Les employés qui ont connu une mobilité entre ces employeurs peuvent en témoigner : « quand je suis passé de Deloitte à EY, j’ai senti d’importantes différences culturelles, nous confie un professionnel parisien confirmé. L’intégration mondiale est beaucoup forte chez EY, beaucoup de choses se font sinon à l’échelon mondiale au moins à l’échelon européen (formation, gestion des ressources, promotions…). En comparaison, Deloitte m’a apparu beaucoup plus franco-français ».
Deloitte et aussi KPMG sont les big four les plus grosses en termes d’effectifs en France, avec chacune respectivement 9.000 et 8.300 employés. Ceci s’explique par leurs activités en expertise-comptable plus développées et donc un maillage régional plus important (plus de 200 implantations en France chacune). EY ne compte que sept bureaux en région et se targue de se concentrer « davantage sur les entreprises du CAC 40 et moins sur le ‘middle-market’ ».

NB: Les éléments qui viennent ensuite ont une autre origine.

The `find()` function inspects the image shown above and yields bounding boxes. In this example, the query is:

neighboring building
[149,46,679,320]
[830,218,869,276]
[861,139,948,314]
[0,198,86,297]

Du fait d’un focus plus important dans le conseil, Deloitte met de son côté en avant une culture plus entrepreneuriale, indiquant pour preuve que 15% des 984 millions d’euros de chiffre d’affaires de 2014 en France proviennent d’activités qui n’existaient pas encore il y a quatre ans (RSE, cybersécurité, innovation, capital humain…). « Et ces nouvelles activités ont pu être développées en interne. Nous encourageons fortement l’initiative auprès de nos consultants », fait valoir Jean-Marc Mickeler DRH.
De son côté, Sylvie Magnen, associée et DRH chez EY, défend la culture particulièrement pluridisciplinaire chez EY : « nous sommes désormais complètement organisés en ‘market segment’ [secteur d’activité] et plus du tout en métier (audit, avocat, conseil), y compris en matière de reporting ».

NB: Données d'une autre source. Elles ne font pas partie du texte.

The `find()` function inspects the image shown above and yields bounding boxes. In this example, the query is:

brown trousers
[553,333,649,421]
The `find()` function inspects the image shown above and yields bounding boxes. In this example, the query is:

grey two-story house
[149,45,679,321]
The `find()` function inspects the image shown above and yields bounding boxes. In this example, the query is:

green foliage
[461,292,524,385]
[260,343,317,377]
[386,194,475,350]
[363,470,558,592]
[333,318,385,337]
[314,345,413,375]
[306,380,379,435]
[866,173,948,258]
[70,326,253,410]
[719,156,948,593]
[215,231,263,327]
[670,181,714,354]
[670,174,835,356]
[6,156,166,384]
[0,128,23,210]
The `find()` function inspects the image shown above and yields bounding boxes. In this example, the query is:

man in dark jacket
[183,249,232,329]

Pour vous aider à y voir clair dans ses allégations et contre-allégations, nous avons recueilli les données disponibles, les classements et les témoignages postés sur Internet par les employés des Big Four. Voici les éléments et les arbitrages qui en ont découlés. Si vous avez, vous aussi, des contre-arguments, surtout n’hésitez pas à les apporter au-bas de l’article !
Premier par la taille : Deloitte
Si vous souhaitez intégrer, parmi les Big Four, l’un des colosses au niveau mondial, ce sera Deloitte… ou à la rigueur PwC. Les deux sont régulièrement tour à tour leaders en termes de chiffre d’affaires. Au dernier classement, Deloitte tient la tête avec un CA de 34,2 milliards de dollars, devançant de peu PwC, crédité de 32 milliards. EY suit avec 27,4 milliards, tandis que KPMG reste au pied du podium avec ‘seulement’ 24,8 milliards.

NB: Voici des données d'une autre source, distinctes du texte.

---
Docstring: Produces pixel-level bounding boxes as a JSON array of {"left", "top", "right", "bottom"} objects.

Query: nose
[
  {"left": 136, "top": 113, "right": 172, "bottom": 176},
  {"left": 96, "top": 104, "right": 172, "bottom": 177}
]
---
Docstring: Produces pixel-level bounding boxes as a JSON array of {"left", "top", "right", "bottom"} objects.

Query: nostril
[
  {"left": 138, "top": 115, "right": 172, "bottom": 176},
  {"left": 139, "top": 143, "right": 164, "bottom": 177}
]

Côté effectifs, tous affichent des chiffres équivalents à la population d’une ville moyenne. Là aussi, Deloitte tient la corde avec 210.000 employés dans le monde à la dernière estimation. Suivent dans l’ordre PwC avec 195.000 personnes, puis EY avec 190.000 et enfin le ‘petit poucet’ KPMG qui n’affiche ‘que’ 162.000 collaborateurs.
Avec ses 9.000 employés dans l’Hexagone, Deloitte est aussi en tête en France en termes d’effectifs mais au coude-à-coude avec KPMG (8.300). Loin derrière, EY et PwC comptent environ deux fois moins de salariés avec 4.650 et 4.000 d’employés respectivement.
Premier en croissance mondiale : EY
Les Big Four sont des mastodontes bien établis. Vous n’y trouverez pas de chiffres de croissance hallucinants. Le cabinet affichant la croissance la plus rapide en chiffre d’affaires sur 2014 est EY, avec un solide 6,8% tout au long de l’année.
On observe cependant des différences notables suivant les régions. Si vous recherchez un cabinet à forte croissance aux Etats-Unis, tournez-vous vers KPMG, qui a atteint 10,1% outre-Atlantique l’an dernier. Si vous misez sur l’Asie, ce sera plutôt PwC dont la croissance a atteint 9,1% en 2014, contre 3,8% pour KPMG sur la région Asie-Pacifique. En France, Deloitte est celui qui affiche la meilleure progression avec 10,5% de son chiffre d’affaires entre 2013 et 2014, devant PwC (5%).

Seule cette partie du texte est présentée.